Illustrious town of Phillip of Macedon
The history of the city of Plovdiv dates back to 6,000 years BCAdelina Lozanova
Plovdiv, 2019 European capital of culture, is one of the oldest cities in Europe, having appeared around 6000 BC. In roughly 1200 BC, the Thracians established one of the first urban centres in Southeastern Europe, calling it Eumolpias after the mythical Thracian hero Eumolpus, on what today is known as Nebet Tepe. In the 4th century BC, the city was conquered by Phillip II, the father of Alexander The Great, and was renamed Philippopolis. But local Thracians never came to accept the new name and called the settlement Pulpudeva. Later on, the Slavs changed it to nowadays Plovdiv.
The city was given yet another name - Trimontium (City of Three Hills) – by the Romans in 46 AD when Thrace was declared a Roman province. It became the main city of the province with a senate of its own and a local assembly authorized to collect taxes and customs duties as well as to mint coins. And the city's hills became an analogue to the Acropolis of Athens. Dozens of foundations of Roman-era buildings have been found on them or at the foot of them.
The city then featured advanced sewerage and water supply systems. The two main streets, cardo maximus and decumanus maximus, intersected in its geometrical centre, fixing the site of a forum. To the north of the forum, a central city core was built in the 2nd century where monumental public buildings and facilities – a theatre, thermae, a stadium, etc. – were built.
The stadium of Philippopolis was built in the early 2nd century during the rule of Emperor Hadrian and was approximately 240 m long by 50 m wide, seating some 30,000 spectators. Inscriptions evidence that the stadium regularly hosted the Pythian Games, similar to the Olympic Games in Greece. Under the amphitheatrical stand, there is an overarching entrance which led from the track to an underground passage street dug in the terrain. A lodge was located above the arch. Seats were discovered with inscriptions evidencing the existence of special seats reserved for high-status visitors. The central gate of the stadium is lined with pylons with the images of Hermes and Heracles.

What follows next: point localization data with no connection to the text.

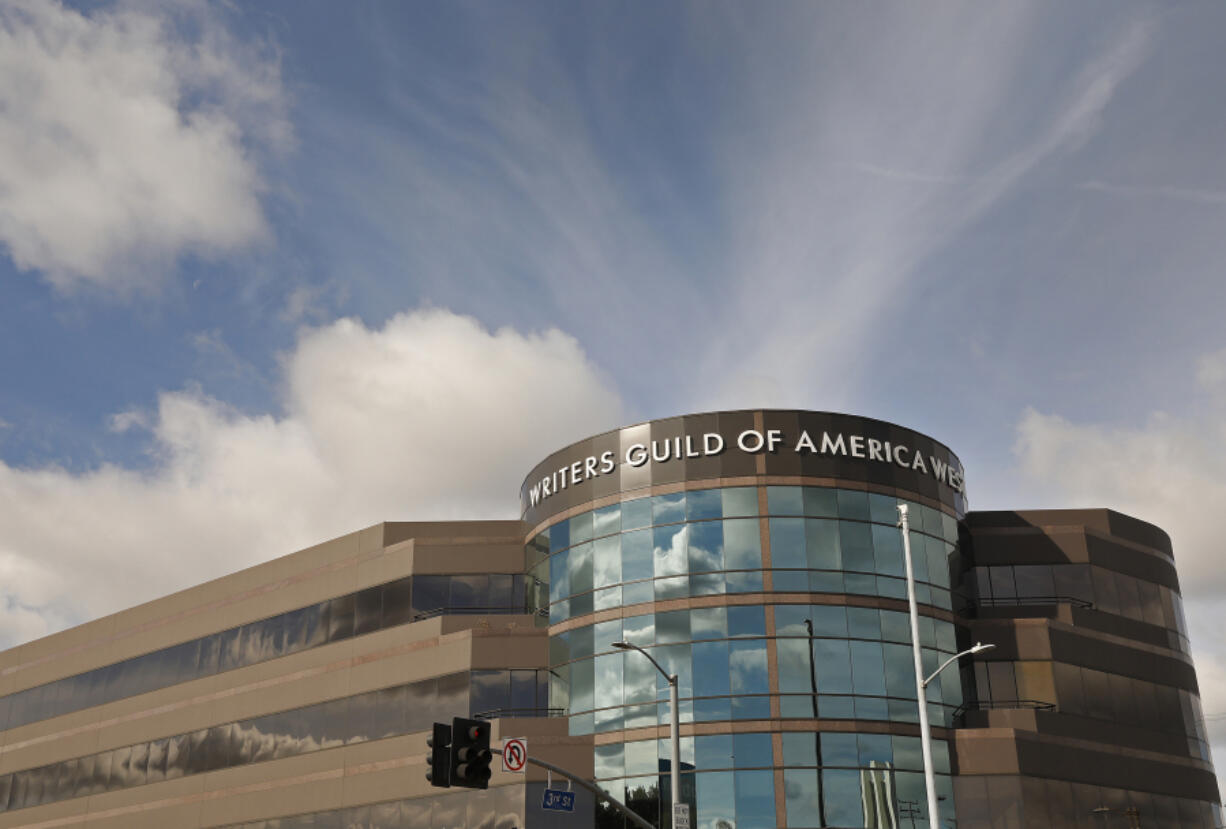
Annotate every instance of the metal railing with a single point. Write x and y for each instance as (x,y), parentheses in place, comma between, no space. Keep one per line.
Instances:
(1003,704)
(972,605)
(495,713)
(465,610)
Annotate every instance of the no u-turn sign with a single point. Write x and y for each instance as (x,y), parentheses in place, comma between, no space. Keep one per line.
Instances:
(515,754)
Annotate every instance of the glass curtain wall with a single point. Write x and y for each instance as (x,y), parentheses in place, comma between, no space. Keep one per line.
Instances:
(774,603)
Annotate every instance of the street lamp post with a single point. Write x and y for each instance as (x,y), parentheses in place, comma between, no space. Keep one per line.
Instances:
(921,681)
(673,725)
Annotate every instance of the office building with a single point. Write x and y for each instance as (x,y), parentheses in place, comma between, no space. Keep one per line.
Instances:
(754,554)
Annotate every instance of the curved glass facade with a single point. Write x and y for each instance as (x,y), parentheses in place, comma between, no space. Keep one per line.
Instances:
(781,608)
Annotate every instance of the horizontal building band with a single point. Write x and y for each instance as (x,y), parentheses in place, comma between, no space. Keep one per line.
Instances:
(353,615)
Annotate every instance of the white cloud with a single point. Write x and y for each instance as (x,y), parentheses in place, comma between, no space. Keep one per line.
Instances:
(125,142)
(860,183)
(428,417)
(1170,471)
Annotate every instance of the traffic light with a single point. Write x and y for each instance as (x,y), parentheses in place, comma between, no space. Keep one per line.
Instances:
(470,753)
(440,756)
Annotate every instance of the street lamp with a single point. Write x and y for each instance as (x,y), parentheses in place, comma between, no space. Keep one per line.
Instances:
(977,648)
(673,725)
(921,682)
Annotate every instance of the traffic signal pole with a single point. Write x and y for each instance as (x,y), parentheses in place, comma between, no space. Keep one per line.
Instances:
(590,786)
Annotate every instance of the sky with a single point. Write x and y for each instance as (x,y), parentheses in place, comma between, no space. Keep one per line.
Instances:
(272,272)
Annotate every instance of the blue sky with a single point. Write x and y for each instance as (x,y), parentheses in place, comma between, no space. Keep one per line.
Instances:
(261,266)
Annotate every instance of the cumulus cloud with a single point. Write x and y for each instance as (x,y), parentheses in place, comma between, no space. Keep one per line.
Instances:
(428,417)
(128,139)
(1170,471)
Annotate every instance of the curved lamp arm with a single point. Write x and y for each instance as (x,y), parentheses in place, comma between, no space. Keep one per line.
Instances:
(630,645)
(977,649)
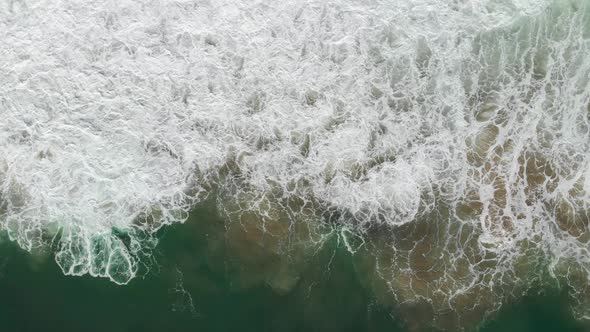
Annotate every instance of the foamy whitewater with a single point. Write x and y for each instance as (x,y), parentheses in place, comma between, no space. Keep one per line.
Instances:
(446,142)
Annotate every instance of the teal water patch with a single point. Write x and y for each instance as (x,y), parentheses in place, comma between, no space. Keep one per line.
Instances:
(192,285)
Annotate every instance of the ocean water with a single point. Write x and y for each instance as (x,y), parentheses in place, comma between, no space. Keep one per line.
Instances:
(297,165)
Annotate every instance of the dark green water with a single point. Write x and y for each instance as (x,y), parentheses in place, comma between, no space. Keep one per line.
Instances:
(190,289)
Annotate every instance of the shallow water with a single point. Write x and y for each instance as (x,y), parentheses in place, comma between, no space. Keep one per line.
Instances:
(330,162)
(185,291)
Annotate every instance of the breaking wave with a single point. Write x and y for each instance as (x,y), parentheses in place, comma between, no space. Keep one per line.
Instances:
(447,143)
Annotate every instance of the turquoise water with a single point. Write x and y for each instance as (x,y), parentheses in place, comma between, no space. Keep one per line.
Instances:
(189,288)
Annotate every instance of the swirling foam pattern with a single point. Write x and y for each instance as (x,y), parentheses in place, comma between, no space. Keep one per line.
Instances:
(452,137)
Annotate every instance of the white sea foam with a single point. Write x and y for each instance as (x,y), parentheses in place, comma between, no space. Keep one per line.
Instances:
(119,116)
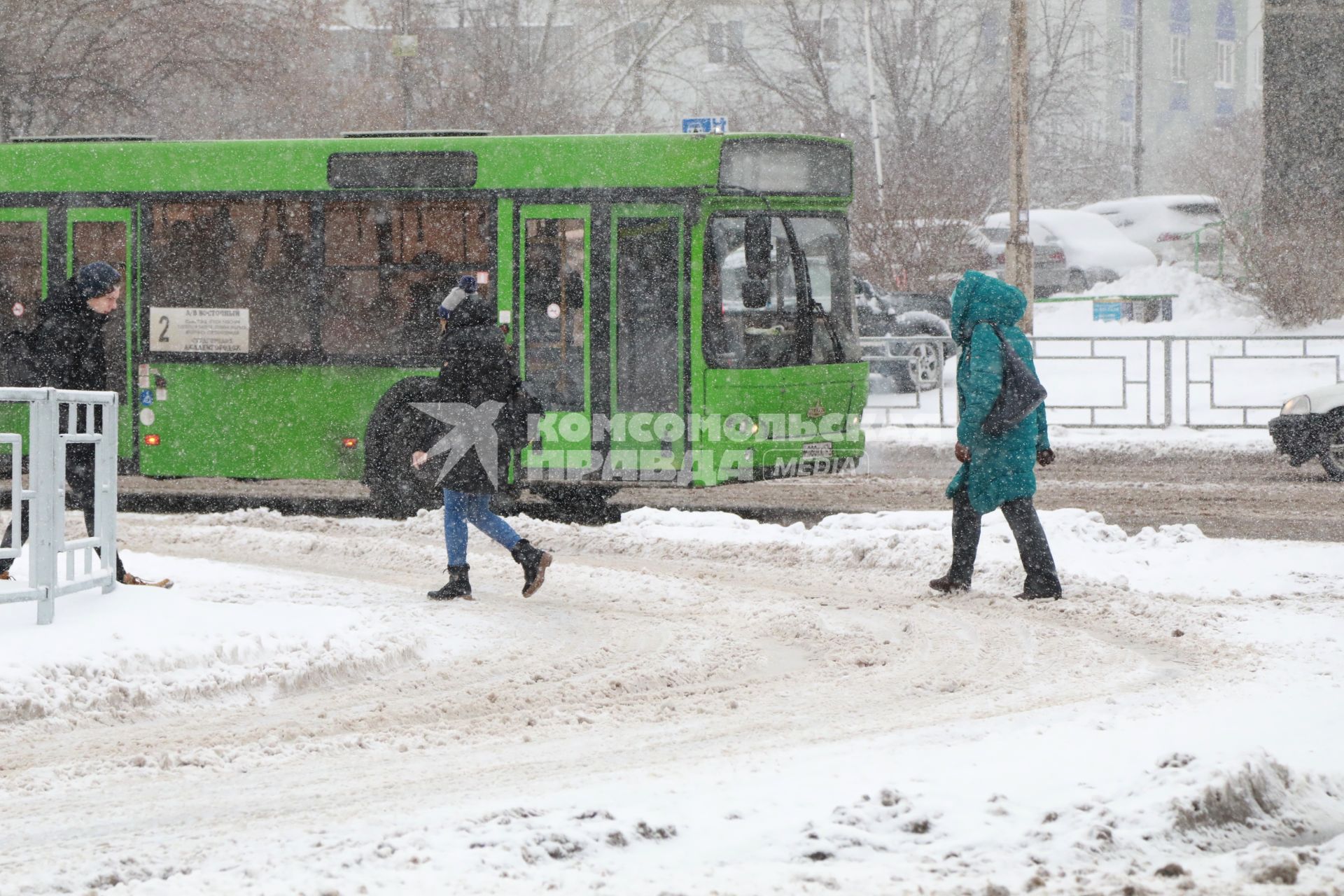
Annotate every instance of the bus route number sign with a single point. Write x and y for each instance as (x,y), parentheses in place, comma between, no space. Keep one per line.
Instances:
(217,331)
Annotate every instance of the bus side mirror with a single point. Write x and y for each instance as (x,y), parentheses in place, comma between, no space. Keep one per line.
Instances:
(756,295)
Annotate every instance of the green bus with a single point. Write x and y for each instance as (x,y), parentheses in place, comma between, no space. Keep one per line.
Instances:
(668,296)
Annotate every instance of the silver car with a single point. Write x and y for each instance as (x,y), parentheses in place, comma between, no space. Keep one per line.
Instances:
(1050,272)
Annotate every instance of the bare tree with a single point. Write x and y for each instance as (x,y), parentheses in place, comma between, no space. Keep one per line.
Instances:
(524,66)
(92,65)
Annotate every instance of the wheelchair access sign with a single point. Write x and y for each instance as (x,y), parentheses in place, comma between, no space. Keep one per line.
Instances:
(708,125)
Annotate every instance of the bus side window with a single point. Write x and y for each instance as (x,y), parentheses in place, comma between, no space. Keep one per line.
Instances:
(388,264)
(20,274)
(246,253)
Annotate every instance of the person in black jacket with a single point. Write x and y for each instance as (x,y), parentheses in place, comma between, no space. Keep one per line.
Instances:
(67,352)
(479,372)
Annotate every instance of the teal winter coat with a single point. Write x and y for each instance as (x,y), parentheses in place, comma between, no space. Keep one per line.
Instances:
(1003,466)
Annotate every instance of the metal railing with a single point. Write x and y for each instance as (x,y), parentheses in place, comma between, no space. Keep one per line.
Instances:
(57,419)
(1202,382)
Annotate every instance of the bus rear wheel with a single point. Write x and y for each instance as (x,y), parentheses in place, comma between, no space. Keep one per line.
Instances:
(396,488)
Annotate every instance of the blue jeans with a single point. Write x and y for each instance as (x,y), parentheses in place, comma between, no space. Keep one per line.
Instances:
(460,510)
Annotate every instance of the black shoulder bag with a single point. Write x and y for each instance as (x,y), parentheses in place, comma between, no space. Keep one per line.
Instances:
(1022,393)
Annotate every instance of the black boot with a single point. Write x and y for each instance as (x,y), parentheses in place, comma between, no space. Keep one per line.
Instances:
(534,562)
(948,584)
(458,586)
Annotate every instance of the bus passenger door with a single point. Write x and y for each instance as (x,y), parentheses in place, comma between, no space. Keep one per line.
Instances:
(105,235)
(554,340)
(648,359)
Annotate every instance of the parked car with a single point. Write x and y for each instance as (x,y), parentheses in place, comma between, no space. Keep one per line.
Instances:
(1094,250)
(914,365)
(929,255)
(1050,273)
(1171,226)
(1312,426)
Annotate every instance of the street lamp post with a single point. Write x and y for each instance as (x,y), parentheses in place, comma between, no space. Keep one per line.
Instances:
(1019,253)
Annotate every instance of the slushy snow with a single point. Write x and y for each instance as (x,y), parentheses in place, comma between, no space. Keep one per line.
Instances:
(695,703)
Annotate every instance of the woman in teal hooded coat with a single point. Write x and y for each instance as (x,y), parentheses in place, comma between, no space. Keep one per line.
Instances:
(996,470)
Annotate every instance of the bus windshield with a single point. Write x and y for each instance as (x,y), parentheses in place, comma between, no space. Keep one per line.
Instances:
(796,327)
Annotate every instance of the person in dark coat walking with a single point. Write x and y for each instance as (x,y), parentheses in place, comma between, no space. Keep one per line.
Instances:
(67,352)
(996,470)
(477,372)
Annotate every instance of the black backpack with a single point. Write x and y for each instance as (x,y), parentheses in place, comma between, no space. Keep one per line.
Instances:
(1022,393)
(512,425)
(17,360)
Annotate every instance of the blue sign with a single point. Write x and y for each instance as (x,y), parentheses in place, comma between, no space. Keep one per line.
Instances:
(1108,311)
(710,125)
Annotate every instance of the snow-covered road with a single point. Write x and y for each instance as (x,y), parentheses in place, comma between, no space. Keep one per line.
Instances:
(695,703)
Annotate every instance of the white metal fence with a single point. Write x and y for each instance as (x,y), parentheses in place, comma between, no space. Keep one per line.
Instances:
(57,419)
(1212,382)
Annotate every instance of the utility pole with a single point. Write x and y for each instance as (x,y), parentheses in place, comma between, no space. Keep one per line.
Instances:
(873,99)
(1019,254)
(1139,97)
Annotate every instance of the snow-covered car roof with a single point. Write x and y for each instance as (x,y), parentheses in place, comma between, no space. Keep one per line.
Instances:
(1091,242)
(1151,220)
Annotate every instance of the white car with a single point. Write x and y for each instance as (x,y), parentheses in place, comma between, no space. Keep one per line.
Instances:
(1094,250)
(1312,425)
(1172,227)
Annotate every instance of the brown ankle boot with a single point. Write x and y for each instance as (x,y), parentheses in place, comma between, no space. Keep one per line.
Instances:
(946,584)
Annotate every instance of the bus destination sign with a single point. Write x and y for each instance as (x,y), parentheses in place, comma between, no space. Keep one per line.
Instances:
(220,331)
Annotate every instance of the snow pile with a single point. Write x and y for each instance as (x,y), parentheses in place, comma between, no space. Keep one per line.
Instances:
(210,638)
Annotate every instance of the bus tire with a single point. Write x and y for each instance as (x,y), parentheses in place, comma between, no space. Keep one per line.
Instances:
(396,489)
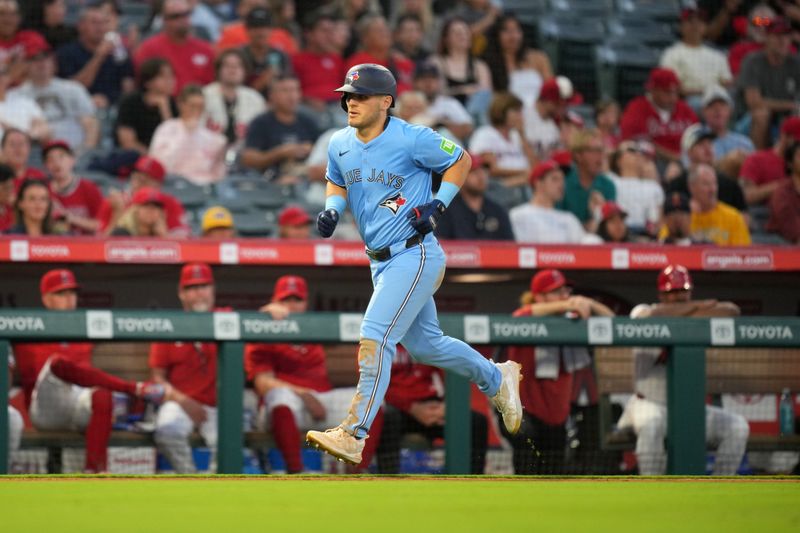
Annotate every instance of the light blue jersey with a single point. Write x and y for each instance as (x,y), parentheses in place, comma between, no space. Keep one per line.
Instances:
(385,179)
(388,176)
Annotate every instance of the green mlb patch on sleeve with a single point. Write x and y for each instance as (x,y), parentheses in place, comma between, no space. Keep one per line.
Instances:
(448,147)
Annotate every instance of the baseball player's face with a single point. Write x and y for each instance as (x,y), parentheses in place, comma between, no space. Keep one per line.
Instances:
(295,304)
(197,298)
(66,300)
(557,295)
(675,296)
(704,188)
(551,185)
(59,163)
(364,111)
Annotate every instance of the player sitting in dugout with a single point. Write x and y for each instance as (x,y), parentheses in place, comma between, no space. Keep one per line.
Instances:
(548,376)
(292,382)
(646,411)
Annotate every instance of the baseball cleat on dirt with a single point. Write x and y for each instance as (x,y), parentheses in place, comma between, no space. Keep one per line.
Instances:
(338,443)
(507,398)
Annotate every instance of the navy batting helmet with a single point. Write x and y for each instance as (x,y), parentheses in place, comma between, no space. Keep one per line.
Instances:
(369,79)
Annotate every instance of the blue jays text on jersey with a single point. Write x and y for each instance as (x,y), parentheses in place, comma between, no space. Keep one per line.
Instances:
(399,160)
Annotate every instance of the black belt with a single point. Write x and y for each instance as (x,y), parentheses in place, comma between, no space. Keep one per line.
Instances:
(385,253)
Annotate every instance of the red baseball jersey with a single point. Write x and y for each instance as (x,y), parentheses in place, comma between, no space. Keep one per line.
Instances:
(31,357)
(83,198)
(6,217)
(191,368)
(299,364)
(192,61)
(546,399)
(319,75)
(176,216)
(30,173)
(641,120)
(762,167)
(413,382)
(21,45)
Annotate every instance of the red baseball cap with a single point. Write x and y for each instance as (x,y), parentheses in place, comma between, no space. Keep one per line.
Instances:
(778,26)
(37,48)
(150,166)
(791,127)
(56,280)
(674,278)
(148,195)
(562,157)
(541,169)
(547,281)
(290,286)
(611,208)
(560,89)
(662,78)
(293,216)
(56,144)
(196,274)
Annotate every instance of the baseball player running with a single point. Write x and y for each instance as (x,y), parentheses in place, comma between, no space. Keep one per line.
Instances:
(15,423)
(646,411)
(380,166)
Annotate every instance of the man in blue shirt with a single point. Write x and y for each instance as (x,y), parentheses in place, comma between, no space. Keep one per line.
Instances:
(97,59)
(381,167)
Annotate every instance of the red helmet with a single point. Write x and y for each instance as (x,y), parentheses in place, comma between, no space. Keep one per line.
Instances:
(674,278)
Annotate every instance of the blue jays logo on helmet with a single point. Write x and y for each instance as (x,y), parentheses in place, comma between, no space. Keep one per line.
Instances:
(394,203)
(368,79)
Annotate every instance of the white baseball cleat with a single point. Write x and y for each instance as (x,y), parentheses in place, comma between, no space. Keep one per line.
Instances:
(338,443)
(507,398)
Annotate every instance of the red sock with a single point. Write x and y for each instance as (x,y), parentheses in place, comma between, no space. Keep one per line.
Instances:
(287,437)
(98,432)
(86,376)
(372,442)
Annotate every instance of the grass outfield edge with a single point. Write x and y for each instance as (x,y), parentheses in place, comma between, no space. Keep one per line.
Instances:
(392,477)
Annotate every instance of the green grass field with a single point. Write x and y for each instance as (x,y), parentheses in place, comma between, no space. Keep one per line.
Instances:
(409,504)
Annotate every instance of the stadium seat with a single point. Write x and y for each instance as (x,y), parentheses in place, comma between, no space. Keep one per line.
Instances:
(631,28)
(622,69)
(570,42)
(235,204)
(189,194)
(664,10)
(134,14)
(582,8)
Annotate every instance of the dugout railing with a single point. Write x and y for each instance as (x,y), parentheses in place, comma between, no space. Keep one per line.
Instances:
(687,340)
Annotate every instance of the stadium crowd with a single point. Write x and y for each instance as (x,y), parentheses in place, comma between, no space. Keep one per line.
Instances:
(227,107)
(201,116)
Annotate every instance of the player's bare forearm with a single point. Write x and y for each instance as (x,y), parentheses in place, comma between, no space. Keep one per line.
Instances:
(600,309)
(334,190)
(457,173)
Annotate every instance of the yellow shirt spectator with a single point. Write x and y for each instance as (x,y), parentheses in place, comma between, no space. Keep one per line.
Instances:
(722,225)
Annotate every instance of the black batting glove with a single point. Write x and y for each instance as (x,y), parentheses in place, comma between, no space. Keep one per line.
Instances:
(424,218)
(326,222)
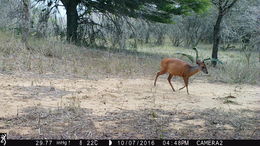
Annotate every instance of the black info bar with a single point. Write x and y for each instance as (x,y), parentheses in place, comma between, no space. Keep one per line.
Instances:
(130,142)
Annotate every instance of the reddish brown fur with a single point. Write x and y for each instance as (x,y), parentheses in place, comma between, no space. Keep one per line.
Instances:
(177,67)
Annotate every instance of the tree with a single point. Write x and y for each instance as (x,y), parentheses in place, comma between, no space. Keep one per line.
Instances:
(223,7)
(152,10)
(25,22)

The ancient theatre of Philippopolis is one of the best preserved in the world. It was erected at the site where a temple of the Thracian goddess Bendida previously stood. There are several stellae and inscriptions in Greek preserved in the theatre. There is also evidence that the building was used as a site for Thracian provincial meetings. Besides city officials, there are designations for magistrates and the emperor's friends among others. Owing to the excellent acoustics, which is due to the specific architecture of the theatre, today it is used for concerts and seats an audience of some 5,000 or 6,000.